Alıntının vurgulanan ifadesi sadece dokunaklıydı. Matematikten çok uzak olduğunu düşünseydim, daha sakin kabul ederdim. Ama uzakta değilsin, değil mi? Peki neden bu olasılığı bu kadar kolay değerlendiriyorsunuz? Gözle. Ama bu önemsiz bir şey. Ana şey "hiç kimse, asla ve hiç kimse" dir. Kutsal basitlik! Bırakın kanıt sunmayı, tartışmayacağım. Burada iki seçenek var. Modern bilimsel bilginin kapsamını aşan herhangi bir olguya bilinçli ve kategorik olarak göz yuman materyalistler vardır. Gerçekten de bilim gelişiyor ve bugün açıklayamadıklarımız yarın tamamen materyalist bir açıklama alacak. Bu tamamen meşru bir pozisyon. Ama burada bir şeyi kanıtlamanın bir anlamı yok.
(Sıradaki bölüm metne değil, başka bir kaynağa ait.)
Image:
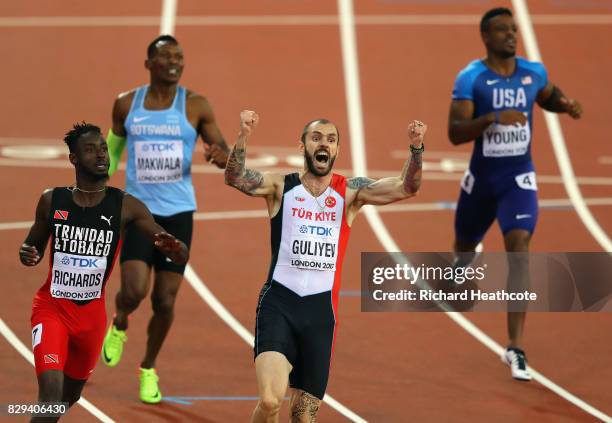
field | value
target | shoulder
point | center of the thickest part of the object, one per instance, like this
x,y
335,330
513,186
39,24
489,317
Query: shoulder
x,y
123,102
464,83
472,70
131,202
126,96
535,67
44,202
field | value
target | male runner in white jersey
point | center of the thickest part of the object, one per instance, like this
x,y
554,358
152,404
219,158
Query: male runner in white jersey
x,y
310,215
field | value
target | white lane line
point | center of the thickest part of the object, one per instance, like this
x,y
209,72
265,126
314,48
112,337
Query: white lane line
x,y
208,297
392,208
556,135
278,20
350,62
16,343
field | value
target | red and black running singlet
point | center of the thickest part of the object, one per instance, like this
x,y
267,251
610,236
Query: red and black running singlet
x,y
84,245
İkinci seçenek basit cehalettir. Bu durum için sadece şunu söyleyebilirim. Gerçek bir arayışçı (hem materyalist hem de idealist), gözlerini her zaman açık tutacak ve gerçeklerden yüz çevirmeyecektir. Bu nedenle, böyle bir kişi için mesele küçüktür - gerçekler. Pekala, kaz ve tonlarca kaz. O zaman materyalist kavramın idealist olana neden tercih edildiğini bulmak benim için ilginç olacak.
Ama özünde, sonsuz yaşam sorununu çözmeye ya da olasılığını değerlendirmeye çalışmadım. Tam tersine dünyevi hayat meselesini, ancak ebedî hayat ihtimalini hesaba katacak şekilde çözmeye çalıştım. Onun hakkında hiçbir şeyin bilinmediği bir durumda bile. Forex'te buna minimum risk sağlayan bir çözüm bulmak denir. Ve sizce, bu nedenle, ihmal etmek gerekli mi? Hmm, daha dikkatli olmalısın.
"Allah'ın kulu" kavramına ben de bir zamanlar senin gibi davrandım. Ama inan bana, bu konuda yazdığın hiçbir şeyin bu kavramla ilgisi yok. Tıpkı senin gibi, ben de bu tür olaylar hakkında çok olumsuzum. Ancak Allah'ın kulu bambaşka bir şeydir.
Daha dikkatli, timbo , daha dikkatli. Materyalizmin yıkım anlamına geldiğini söylemedim. Üstelik - bu idealizm, yaratma demektir. Hem birinci hem de ikinci durumda, dünya görüşünün bir insanı ne yapmaya teşvik ettiği ile ilgiliydi. Ona hangi ahlaki ilkeleri öneriyor? Yani idealizm sunar, ancak materyalizm sunmaz. Ahlak, manevi bir kavramdır.